Why does this term? Va for vagina (vagina) and bbing for dabbing, which means to dab. The term was coined by a listener of the American podcast Secret Keepers Club in 2018 and resurfaced on TikTok in recent weeks.
But what kind of bouquet does this new genre perfume offer? According to people who practice vabbing, it smells what it is: vaginal secretions, that is to say, not much, with a few variations, depending on the pH of the person.
The attraction lies above all in the pheromonal functions of these secretions. Because, yes, according to the followers, the vaginal liquid would include pheromones, these chemical substances secreted by the body which are released in the air and which serve as a messenger. In animals, for example, pheromones are produced by animals in danger to signal to others an imminent risk or to communicate their sexual availability for reproduction. However, the impacts of pheromones on humans have not yet been sufficiently proven, according to the scientific community.
Some tiktok women have nevertheless mentioned having achieved their intimate goals thanks to vabbing.
Trend to a few million clicks
The current enthusiasm for the trend is attributable to tiktoker Mandy Lee who posted a video about the phenomenon a few weeks ago, touting the success of the maneuver she tested.
On the platform, we find the hashtags #vabbingperfume 13.6 million times, #vabbingtrend 7.9 million times and #vabbingtiktok 5.5 million times.
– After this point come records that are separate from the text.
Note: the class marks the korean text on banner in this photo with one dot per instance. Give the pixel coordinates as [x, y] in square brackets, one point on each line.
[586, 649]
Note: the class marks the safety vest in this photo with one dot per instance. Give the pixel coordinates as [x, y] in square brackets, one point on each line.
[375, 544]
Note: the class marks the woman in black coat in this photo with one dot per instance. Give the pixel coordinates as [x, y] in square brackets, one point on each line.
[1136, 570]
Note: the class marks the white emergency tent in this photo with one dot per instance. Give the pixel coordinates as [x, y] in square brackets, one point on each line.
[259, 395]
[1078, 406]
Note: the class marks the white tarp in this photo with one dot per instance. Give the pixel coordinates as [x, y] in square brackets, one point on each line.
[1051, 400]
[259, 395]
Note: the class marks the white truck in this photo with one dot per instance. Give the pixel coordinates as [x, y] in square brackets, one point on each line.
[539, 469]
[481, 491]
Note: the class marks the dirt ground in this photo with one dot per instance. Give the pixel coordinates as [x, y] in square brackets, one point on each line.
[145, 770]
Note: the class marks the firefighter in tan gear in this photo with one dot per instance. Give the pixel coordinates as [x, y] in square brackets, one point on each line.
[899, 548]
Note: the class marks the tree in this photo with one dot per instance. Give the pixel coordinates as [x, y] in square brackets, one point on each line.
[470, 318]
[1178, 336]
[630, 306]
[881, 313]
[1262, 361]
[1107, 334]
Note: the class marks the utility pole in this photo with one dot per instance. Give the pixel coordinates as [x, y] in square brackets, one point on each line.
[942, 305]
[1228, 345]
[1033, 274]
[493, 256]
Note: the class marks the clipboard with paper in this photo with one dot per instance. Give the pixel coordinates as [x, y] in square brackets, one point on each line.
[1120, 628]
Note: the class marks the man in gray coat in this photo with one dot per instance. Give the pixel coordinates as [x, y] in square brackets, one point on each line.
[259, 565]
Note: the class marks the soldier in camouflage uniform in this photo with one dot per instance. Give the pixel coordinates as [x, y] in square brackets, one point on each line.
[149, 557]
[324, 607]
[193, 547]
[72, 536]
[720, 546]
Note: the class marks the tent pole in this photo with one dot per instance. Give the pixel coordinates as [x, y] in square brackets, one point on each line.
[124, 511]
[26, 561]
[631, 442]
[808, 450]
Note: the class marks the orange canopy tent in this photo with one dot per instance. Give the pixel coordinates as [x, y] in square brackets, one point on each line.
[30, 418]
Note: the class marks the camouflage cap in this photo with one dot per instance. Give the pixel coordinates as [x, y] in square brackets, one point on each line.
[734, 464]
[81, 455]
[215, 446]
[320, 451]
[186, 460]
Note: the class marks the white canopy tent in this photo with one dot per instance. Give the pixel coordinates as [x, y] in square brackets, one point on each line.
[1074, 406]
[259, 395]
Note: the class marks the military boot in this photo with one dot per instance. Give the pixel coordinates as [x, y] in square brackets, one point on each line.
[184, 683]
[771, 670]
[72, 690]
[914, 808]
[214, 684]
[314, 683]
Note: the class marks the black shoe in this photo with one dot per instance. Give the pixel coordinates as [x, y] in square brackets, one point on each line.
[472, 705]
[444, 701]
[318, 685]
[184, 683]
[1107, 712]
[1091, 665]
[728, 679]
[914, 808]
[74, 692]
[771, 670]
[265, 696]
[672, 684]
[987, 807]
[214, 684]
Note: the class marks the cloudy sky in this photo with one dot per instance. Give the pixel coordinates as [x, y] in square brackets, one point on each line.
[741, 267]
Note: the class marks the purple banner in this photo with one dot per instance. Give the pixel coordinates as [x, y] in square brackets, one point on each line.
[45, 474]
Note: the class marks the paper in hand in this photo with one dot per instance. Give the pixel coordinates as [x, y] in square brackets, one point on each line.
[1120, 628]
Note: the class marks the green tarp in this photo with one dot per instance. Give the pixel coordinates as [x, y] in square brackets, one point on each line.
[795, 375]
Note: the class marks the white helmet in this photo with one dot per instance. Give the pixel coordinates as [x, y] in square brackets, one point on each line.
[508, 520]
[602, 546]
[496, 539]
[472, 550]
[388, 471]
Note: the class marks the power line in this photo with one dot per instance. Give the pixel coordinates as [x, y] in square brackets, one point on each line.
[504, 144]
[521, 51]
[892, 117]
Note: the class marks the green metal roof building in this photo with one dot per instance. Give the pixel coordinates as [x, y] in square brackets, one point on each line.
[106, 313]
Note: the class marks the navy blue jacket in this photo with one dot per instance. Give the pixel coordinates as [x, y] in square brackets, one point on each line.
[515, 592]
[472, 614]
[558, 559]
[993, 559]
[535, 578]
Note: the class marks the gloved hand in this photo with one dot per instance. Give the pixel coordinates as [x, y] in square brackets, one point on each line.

Obviously, many cited the trend to ridicule it, accusing it of being unsanitary.
So, do we try or not? A few international doctors have warned followers. Gynecologist Paraskevi Dimitriadi claimed in an interview with the Daily Mail that vabbing can lead to infections and even serious skin lesions.
If you still want to try it, the pros call for caution and advise at the very least washing your hands beforehand.